First download the checkpoint from huggingface
Model | Link | Size |
---|---|---|
Egoinstructor_captioner_4shot | 🤗 HF link | 4.19G |
Egoinstructor_captioner_2shot | 🤗 HF link | 4.19G |
Then, prepare your in-context and test samples (videos and narrations), and save the video path and narrations into a json file, please refer to the format in ./assets/testdata.json, and run:
python test_video.py \
--testdata ./assets/testdata.json \
--pretrained_name_or_path="luodian/OTTER-MPT1B-RPJama-Init" \
--pretrained_checkpoint=egoinstructor_captioner_4shot.pt \
--max_shot=4 \
Please refer to docs/data.md.
First, modify the path to your data, metadata in ./scripts/train_slurm.sh.

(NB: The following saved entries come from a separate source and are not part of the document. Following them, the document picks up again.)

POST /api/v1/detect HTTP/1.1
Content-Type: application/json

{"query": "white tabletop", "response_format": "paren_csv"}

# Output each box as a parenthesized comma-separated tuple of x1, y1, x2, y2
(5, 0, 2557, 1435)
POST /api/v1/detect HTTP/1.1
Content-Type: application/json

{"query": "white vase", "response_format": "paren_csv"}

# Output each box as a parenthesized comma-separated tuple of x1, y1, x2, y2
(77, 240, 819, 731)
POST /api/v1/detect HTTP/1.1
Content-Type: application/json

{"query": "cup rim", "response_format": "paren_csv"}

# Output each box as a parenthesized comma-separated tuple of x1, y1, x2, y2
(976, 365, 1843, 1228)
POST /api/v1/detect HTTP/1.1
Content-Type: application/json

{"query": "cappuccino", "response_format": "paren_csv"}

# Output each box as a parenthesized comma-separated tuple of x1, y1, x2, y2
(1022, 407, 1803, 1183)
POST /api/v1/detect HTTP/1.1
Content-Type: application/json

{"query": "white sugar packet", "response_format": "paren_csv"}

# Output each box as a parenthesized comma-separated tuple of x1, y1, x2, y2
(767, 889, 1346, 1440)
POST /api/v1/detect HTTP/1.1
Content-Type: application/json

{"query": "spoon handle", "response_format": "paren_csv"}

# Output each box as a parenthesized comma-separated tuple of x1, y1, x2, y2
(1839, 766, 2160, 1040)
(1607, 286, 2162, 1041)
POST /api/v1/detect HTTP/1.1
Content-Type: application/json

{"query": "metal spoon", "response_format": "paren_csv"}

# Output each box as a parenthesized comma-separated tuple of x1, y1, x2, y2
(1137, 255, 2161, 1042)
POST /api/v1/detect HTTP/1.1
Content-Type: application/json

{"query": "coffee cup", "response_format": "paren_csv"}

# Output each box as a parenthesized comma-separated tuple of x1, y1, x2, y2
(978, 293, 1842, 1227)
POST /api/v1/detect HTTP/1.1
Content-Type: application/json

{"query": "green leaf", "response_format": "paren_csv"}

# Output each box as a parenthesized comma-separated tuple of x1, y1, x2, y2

DATAPATH_EGO=/path/to/your/egovideos/
DATAPATH_EXO=/path/to/your/exovideos/
METAPATH=/path/to/your/metadata.json
TRAIN_CONFIG_PATH=/path/to/your/train_config.json
Then run training with the script
./scripts/train_slurm.sh
or run the following command to train a 4-shot captioning model on 8 GPUs with total batch size 32.
accelerate launch --config_file=./configs/accelerate_config_ddp_8gpu.yaml \
main.py \
--pretrained_model_name_or_path="luodian/OTTER-MPT1B-RPJama-Init" \
--datapath_ego=/path/to/your/egovideos/ \
--datapath_exo=/path/to/your/exovideos/ \
--metapath=/path/to/your/metadata.json \
--train_config_path=/path/to/your/train_config.json \
--batch_size=4 \
--num_epochs=5 \
--report_to_wandb \
--wandb_entity=test \
--run_name=OTTER-MPT1B-RPJama-testrun \
--wandb_project=OTTER-MPT1B \
--workers=16 \
--lr_scheduler=cosine \
--learning_rate=1e-5 \
--warmup_steps_ratio=0.01 \
--offline \
--xview \
--max_shot=4 \
--save_ckpt_each_epoch \
To evaluate the model's retrieval-augmented captioning performance, modify the data path, metadata path, and pretrained checkpoint in ./scripts/test_slurm.sh
TRAINED_CKPT: /path/to/the/trained/checkpoint.pt
and run
./scripts/test_slurm.sh